Once you have made a deposit, you can use the funds in your exchange account to purchase any of the mentioned currencies. One of the most popular fiat / crypto exchanges is Coinbase.
After exchanging any of the three currencies for DGB, you are ready to transfer your funds to DigiByte's official digital wallet (or whatever you are using, really), which will require running a full node and storing the DigiByte blockchain.
How DigiByte works
The DigiByte cryptocurrency is based on UTXO (Unspent Transaction Output), this means that the transactions do not come from a wallet. Each currency has its own identifier, when it enters the portfolio it is counted as "unspent", and when it is sent it is counted as a spent currency. Thanks to this simple action, the double spending of the digital currency is avoided and it solves security problems that exist with Blockchain technology (chain of blocks).
DigiByte has its own digital wallet that can be downloaded for Windows, Max and Linux PCs, as an extension for Google Chrome and is also available as a mobile application for Android and iOS.
Although you can also use any third-party wallet that DigiByte supports.
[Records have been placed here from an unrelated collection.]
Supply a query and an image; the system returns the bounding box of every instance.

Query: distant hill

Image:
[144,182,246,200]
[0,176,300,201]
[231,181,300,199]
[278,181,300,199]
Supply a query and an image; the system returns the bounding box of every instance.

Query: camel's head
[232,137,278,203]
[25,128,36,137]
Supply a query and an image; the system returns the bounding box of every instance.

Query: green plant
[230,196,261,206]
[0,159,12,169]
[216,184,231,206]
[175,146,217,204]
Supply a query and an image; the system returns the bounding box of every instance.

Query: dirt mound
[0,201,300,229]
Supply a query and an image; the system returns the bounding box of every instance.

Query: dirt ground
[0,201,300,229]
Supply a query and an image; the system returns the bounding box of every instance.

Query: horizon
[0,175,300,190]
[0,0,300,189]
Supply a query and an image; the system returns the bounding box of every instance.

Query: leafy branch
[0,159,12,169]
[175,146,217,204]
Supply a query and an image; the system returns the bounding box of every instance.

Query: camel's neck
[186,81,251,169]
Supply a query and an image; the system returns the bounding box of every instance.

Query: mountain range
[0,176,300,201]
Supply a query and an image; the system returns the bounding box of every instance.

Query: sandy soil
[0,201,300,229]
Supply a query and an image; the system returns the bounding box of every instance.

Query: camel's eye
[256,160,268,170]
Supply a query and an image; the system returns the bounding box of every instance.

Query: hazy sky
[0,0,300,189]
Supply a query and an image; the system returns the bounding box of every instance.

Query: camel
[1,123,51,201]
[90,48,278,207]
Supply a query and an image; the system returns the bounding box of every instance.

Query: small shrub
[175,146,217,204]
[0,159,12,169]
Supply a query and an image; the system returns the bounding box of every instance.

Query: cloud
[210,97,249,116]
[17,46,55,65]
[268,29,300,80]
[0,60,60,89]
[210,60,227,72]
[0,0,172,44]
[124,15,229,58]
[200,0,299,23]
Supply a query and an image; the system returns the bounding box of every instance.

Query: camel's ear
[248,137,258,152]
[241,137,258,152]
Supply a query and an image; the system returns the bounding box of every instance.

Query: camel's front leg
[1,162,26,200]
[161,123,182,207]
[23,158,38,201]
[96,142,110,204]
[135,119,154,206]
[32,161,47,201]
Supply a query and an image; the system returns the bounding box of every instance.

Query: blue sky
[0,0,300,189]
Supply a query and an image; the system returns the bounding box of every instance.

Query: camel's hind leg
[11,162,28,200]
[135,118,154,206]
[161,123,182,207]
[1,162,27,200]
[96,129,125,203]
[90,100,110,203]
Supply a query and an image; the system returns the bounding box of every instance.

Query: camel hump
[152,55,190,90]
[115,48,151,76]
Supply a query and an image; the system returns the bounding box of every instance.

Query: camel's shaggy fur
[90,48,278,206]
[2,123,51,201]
Transactions made with DigiByte have a block time of only 15 seconds and are notified to the digital wallet in 1 to 2 seconds, which makes it a very easy and fast way to make purchases and you will not have to wait long to that the first confirmation is made. In comparison, Bitcoin has a block time of 10 minutes and in approximately 90 seconds the transaction is finally confirmed and they are ready to be transferred to another account or saved in your wallet.
DigiByte cryptocurrency can be mined through 5 different algorithms: SHA256, Scrypt, Groestl, Skein, and Qubit.
Each of the new coins is generated by mining, which will remain active until the total number of existing DigiByte coins reaches 21 million, the developers believe that this number will be reached by the year 2035.
Each transaction is registered in a public "book" called blockchain (chain of blocks), this allows to investigate the history of a cryptocurrency in order to avoid theft, false copies or undo transactions.
The PrivateSend system implies that a transaction is the product of the combination of funds from at least 3 parties. This union between users occurs within a Master Node, said union is made without the need to require information that may be a reason for identification.